The recently concluded G-7 meet (comprising US, Canada, Britain, Germany, Italy, France and Japan — with Australia, South Korea, South Africa and India as observers) sends out significant signals. The Biden administration, like its predecessor, is bent upon containing China’s clout. It wants to go beyond erecting trade and investment barriers to expanding its infrastructure footprint worldwide to rival China’s Belt and Road Initiative (BRI). Predictably, the US-led push has been packaged in ideological terms — as a group of nations upholding democracy and human rights vis-a-vis an authoritarian force. Called Build Back a Better World (B3W), the plan talks of a $40 trillion outlay, but there is no clarity on where exactly this infra will come up and how it may be financed. A White House Fact Sheet says “B3W will be global in scope, from Latin America and the Caribbean to Africa to the Indo-Pacific”...mobilising private-sector capital in four areas of focus — climate, health and health security, digital technology, and gender equity and equality”. This is viewed as a spillover of the American Jobs Plan “to demonstrate US competitiveness abroad”. But as the BRI experience demonstrates, countries and companies can fall into a debt trap. B3W can fuel runaway inflation — already ruling high in the US — in the rest of the world.
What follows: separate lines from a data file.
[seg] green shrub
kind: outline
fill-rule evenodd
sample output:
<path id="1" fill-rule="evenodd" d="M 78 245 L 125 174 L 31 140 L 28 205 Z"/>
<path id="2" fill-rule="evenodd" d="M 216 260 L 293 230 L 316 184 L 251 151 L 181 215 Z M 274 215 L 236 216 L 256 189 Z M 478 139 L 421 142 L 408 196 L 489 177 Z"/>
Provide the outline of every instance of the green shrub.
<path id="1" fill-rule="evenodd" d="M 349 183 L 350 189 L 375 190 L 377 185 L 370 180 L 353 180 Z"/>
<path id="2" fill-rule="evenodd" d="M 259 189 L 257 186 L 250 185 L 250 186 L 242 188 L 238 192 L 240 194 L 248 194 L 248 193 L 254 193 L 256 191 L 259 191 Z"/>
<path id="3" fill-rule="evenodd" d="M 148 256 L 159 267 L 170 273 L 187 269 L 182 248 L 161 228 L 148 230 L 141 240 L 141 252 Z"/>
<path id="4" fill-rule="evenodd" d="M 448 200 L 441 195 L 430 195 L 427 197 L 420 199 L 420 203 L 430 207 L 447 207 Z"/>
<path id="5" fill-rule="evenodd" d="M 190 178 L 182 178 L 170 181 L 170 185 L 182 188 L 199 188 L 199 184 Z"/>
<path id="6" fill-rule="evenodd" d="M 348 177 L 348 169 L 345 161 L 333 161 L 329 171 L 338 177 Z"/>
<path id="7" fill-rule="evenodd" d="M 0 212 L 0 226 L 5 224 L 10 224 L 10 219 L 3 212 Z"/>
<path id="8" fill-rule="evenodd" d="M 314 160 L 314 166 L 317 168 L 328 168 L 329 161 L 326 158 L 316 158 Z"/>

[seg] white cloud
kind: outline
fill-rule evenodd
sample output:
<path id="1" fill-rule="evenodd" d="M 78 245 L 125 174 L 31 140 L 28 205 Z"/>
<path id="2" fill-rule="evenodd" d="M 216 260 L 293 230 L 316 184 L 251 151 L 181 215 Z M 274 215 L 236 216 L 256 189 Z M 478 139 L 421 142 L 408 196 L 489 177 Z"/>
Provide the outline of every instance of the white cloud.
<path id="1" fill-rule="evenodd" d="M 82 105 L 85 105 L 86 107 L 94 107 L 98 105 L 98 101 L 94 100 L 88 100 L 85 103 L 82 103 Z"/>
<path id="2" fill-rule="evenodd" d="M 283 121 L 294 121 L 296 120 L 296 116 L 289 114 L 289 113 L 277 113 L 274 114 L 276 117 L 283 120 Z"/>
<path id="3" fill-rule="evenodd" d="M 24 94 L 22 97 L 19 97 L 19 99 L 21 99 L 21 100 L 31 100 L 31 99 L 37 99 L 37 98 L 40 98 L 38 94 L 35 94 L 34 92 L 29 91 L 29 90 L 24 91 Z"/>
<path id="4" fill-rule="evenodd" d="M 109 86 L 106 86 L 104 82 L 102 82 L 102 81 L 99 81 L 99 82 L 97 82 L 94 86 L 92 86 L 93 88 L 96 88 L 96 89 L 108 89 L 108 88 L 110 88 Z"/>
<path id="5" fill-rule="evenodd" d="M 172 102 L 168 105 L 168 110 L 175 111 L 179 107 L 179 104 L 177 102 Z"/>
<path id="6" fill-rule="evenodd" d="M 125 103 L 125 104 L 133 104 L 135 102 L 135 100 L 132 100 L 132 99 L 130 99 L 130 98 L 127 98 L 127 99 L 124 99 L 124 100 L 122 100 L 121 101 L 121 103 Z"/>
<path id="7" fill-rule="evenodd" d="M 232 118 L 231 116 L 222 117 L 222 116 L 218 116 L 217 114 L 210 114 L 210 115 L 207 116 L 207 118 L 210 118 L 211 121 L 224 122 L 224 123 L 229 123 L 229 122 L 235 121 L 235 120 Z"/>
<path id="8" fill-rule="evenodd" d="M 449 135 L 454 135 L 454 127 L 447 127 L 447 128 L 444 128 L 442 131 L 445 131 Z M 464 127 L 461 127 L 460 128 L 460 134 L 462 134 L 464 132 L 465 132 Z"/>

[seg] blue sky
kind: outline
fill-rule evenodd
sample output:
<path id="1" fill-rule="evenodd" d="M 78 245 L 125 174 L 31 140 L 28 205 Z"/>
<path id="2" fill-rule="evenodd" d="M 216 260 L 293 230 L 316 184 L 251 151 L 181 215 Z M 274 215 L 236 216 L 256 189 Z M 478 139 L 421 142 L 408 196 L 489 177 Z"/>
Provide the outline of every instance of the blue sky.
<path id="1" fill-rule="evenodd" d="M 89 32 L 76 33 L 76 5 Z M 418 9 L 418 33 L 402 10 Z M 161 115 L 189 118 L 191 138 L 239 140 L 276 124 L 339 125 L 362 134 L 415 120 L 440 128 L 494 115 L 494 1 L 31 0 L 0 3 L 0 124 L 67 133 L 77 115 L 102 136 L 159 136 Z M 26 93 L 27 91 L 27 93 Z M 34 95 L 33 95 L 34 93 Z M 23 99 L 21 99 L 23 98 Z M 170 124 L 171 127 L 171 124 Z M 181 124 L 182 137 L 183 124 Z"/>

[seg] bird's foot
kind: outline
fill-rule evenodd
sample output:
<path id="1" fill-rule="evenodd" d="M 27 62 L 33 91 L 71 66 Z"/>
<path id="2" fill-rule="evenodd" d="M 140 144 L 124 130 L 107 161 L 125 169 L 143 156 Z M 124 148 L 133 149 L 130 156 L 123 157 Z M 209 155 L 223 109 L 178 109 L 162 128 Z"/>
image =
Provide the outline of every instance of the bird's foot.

Above all, it seems the US has woken up to the BRI threat rather late in the day. According to the think tank, American Enterprise Institute, BRI, in force since 2013, has created investment of about $450 billion in over 140 member countries. BRI has allowed China to diversify its investments beyond the US and EU to West Asia and Africa; this is in addition to its presence in the ASEAN region. While US, Australia, Britain, Brazil, Switzerland, Canada and Germany (many of them in the G-7) have been the top recipients of Chinese investments since 2005, BRI has channelled funds into Pakistan, Iran, Saudi Arabia, Ethiopia, Nigeria, Algeria, Bangladesh and the UAE, among others. Thanks to BRI, China emerged as the EU’s leading trade partner in 2020, replacing the US. The EU and China inked a ‘Comprehensive Agreement on Investment’ in December. Clearly, rhetoric and realpolitik are at variance. Yet, there can be no denying that a hegemonic, non-transparent China needs to be checked.

With Covid, the need to reduce dependence on China’s supply chains has gained ground. In this context, the B3W assumes significance. India can leverage this move by seeking to channelise investments in building a road and rail link that links South Asia with ASEAN. It needs to think beyond the Quad grouping, while recognising that its trade ties with China cannot be wished away. The G-7 has historically been a self-serving group. Its empty rhetoric on Covid vaccines as well as climate finance bears this out. Yet, India can work a deal on its terms.